Disentangle Before Anonymize: A Two-stage Framework for Attribute-preserved and Occlusion-robust De-identification
Mingrui Zhu, Dongxin Chen, Xin Wei, Nannan Wang, and Xinbo Gao

TL;DR
This paper introduces a two-stage face de-identification framework that effectively preserves attributes and enhances robustness to occlusions, outperforming existing methods in quality and detail fidelity.
Contribution
The paper proposes a novel two-stage framework with modules for attribute retention and reversible anonymization, addressing limitations of simultaneous training.
Findings
Outperforms state-of-the-art de-identification methods
Achieves high-quality anonymization with attribute preservation
Demonstrates robustness to occlusions in experiments
Abstract
In an era where personal photos are easily leaked and collected, face de-identification is a crucial method for protecting identity privacy.
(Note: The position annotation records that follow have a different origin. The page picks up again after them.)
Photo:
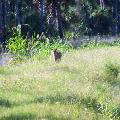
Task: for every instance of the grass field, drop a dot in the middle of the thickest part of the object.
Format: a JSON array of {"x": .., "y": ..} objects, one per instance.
[{"x": 85, "y": 85}]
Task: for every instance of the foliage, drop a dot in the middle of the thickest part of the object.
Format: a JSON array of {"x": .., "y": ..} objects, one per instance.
[{"x": 72, "y": 89}]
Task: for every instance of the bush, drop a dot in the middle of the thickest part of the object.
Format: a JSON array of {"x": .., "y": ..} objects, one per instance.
[{"x": 111, "y": 72}]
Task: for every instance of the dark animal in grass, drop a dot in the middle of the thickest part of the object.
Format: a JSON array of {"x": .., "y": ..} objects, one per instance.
[{"x": 57, "y": 55}]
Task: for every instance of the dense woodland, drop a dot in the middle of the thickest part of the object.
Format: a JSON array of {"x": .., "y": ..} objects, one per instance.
[{"x": 58, "y": 17}]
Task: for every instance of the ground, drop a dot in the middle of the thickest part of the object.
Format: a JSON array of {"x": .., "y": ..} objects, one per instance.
[{"x": 85, "y": 85}]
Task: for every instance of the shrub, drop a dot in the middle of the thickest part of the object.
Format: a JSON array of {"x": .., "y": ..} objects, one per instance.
[{"x": 111, "y": 72}]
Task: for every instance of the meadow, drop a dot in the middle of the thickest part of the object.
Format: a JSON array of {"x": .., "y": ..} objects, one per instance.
[{"x": 85, "y": 85}]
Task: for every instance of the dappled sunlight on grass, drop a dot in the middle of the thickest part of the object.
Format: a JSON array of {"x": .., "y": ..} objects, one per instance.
[{"x": 86, "y": 83}]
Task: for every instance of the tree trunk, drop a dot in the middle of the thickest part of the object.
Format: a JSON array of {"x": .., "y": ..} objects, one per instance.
[
  {"x": 42, "y": 12},
  {"x": 2, "y": 21},
  {"x": 57, "y": 16},
  {"x": 115, "y": 17}
]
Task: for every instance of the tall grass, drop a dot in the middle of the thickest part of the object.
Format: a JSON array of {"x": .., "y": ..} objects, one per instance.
[{"x": 84, "y": 85}]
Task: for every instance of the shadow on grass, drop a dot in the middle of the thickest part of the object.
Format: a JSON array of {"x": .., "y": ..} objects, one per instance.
[
  {"x": 27, "y": 116},
  {"x": 53, "y": 99},
  {"x": 5, "y": 103},
  {"x": 53, "y": 117}
]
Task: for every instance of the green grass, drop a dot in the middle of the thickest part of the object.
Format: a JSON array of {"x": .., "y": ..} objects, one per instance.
[{"x": 85, "y": 85}]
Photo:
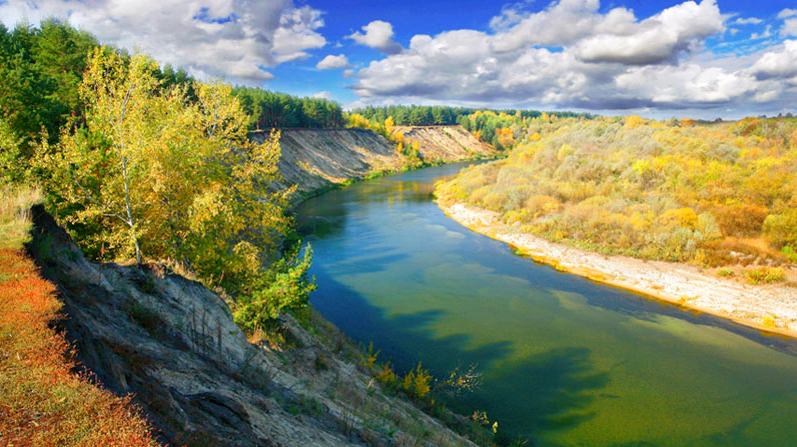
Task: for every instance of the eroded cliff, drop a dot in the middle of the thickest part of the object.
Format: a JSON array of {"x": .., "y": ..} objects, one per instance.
[
  {"x": 315, "y": 159},
  {"x": 173, "y": 344}
]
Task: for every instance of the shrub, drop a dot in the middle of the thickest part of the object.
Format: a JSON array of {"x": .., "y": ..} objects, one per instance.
[{"x": 765, "y": 275}]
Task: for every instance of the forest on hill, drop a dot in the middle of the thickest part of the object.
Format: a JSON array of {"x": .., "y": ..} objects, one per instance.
[
  {"x": 709, "y": 194},
  {"x": 42, "y": 68}
]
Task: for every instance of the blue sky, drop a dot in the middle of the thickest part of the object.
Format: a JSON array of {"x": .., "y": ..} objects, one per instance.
[{"x": 704, "y": 59}]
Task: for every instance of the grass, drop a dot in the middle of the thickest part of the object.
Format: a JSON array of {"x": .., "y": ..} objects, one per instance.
[
  {"x": 765, "y": 275},
  {"x": 42, "y": 401}
]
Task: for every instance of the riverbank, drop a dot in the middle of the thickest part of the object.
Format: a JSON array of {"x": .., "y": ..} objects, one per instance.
[{"x": 770, "y": 308}]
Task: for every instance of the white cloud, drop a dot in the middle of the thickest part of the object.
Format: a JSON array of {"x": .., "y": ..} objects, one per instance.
[
  {"x": 787, "y": 13},
  {"x": 209, "y": 38},
  {"x": 789, "y": 28},
  {"x": 781, "y": 63},
  {"x": 379, "y": 35},
  {"x": 748, "y": 21},
  {"x": 323, "y": 95},
  {"x": 656, "y": 39},
  {"x": 767, "y": 33},
  {"x": 333, "y": 62},
  {"x": 573, "y": 55}
]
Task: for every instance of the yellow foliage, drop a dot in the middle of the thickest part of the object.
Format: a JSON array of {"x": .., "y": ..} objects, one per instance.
[{"x": 665, "y": 190}]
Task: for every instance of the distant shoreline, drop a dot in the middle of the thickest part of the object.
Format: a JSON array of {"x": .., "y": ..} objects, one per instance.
[{"x": 769, "y": 308}]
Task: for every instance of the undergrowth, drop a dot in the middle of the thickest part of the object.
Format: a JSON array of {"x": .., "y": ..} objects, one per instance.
[{"x": 42, "y": 401}]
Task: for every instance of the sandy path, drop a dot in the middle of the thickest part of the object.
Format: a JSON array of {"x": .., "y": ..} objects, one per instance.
[{"x": 771, "y": 308}]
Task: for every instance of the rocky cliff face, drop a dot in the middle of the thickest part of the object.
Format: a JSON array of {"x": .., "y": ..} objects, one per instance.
[
  {"x": 445, "y": 143},
  {"x": 317, "y": 158},
  {"x": 173, "y": 344}
]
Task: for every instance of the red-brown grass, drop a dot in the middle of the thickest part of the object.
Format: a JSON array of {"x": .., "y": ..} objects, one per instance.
[{"x": 42, "y": 401}]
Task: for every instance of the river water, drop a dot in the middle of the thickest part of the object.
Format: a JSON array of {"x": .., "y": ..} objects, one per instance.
[{"x": 566, "y": 361}]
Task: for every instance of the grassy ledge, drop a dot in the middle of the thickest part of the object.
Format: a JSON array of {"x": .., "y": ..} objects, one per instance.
[{"x": 42, "y": 401}]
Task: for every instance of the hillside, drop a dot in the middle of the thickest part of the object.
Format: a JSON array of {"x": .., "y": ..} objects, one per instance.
[
  {"x": 173, "y": 344},
  {"x": 712, "y": 204},
  {"x": 444, "y": 143},
  {"x": 317, "y": 158}
]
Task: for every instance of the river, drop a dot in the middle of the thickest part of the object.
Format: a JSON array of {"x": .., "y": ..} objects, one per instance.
[{"x": 565, "y": 361}]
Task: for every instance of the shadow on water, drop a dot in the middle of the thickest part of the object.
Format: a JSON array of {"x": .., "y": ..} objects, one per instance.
[
  {"x": 418, "y": 275},
  {"x": 558, "y": 384}
]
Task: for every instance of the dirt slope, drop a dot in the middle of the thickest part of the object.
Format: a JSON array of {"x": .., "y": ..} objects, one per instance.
[
  {"x": 445, "y": 143},
  {"x": 173, "y": 344},
  {"x": 317, "y": 158}
]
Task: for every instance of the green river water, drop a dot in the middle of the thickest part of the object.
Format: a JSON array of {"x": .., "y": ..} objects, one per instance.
[{"x": 566, "y": 361}]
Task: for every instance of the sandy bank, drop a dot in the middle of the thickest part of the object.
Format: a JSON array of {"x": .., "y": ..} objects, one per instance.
[{"x": 771, "y": 308}]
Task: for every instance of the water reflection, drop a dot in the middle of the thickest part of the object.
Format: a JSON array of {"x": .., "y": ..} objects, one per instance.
[{"x": 566, "y": 361}]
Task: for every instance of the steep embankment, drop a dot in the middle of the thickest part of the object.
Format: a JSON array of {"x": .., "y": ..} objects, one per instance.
[
  {"x": 42, "y": 401},
  {"x": 173, "y": 344},
  {"x": 444, "y": 143},
  {"x": 314, "y": 159}
]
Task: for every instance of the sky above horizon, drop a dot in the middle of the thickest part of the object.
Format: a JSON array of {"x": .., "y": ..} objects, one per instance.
[{"x": 660, "y": 59}]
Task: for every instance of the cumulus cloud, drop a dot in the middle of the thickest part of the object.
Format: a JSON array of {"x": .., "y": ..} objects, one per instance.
[
  {"x": 379, "y": 35},
  {"x": 573, "y": 54},
  {"x": 210, "y": 38},
  {"x": 789, "y": 28},
  {"x": 778, "y": 64},
  {"x": 786, "y": 13},
  {"x": 333, "y": 62},
  {"x": 748, "y": 21},
  {"x": 656, "y": 39},
  {"x": 323, "y": 95}
]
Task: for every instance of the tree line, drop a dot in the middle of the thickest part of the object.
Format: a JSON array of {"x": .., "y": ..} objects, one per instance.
[
  {"x": 710, "y": 194},
  {"x": 143, "y": 163}
]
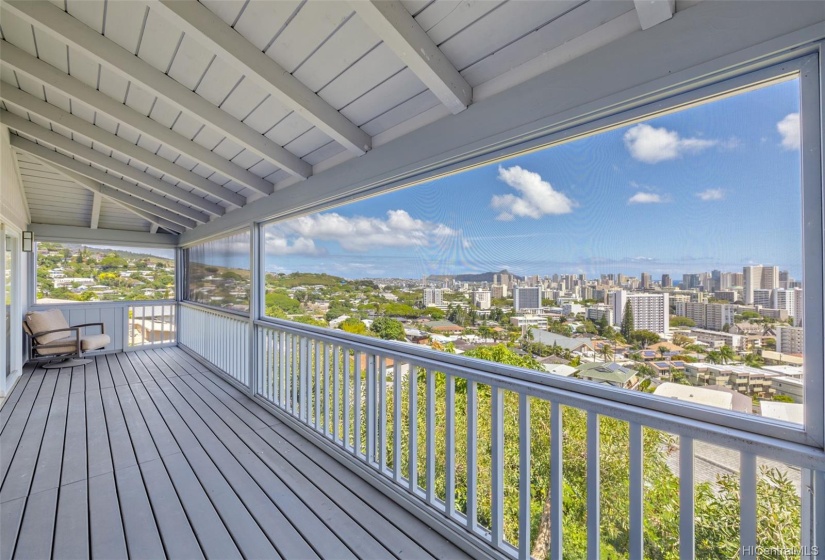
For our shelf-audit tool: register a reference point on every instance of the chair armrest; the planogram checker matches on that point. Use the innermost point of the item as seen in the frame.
(73, 328)
(102, 331)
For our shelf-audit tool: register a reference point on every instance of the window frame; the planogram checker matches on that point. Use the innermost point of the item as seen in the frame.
(33, 265)
(185, 270)
(808, 65)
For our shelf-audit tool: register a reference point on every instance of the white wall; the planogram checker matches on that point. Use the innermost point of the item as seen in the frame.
(14, 217)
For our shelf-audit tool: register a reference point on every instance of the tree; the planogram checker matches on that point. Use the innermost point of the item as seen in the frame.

However, current face de-identification techniques face challenges in preserving attribute details and often produce anonymized results with reduced authenticity. These shortcomings are particularly evident when handling occlusions,frequently resulting in noticeable editing artifacts. Our primary finding in this work is that simultaneous training of identity disentanglement and anonymization hinders their respective effectiveness.Therefore, we propose "Disentangle Before Anonymize",a novel two-stage Framework(DBAF)designed for attributepreserved and occlusion-robust de-identification. This framework includes a Contrastive Identity Disentanglement (CID) module and a Key-authorized Reversible Identity Anonymization (KRIA) module, achieving faithful…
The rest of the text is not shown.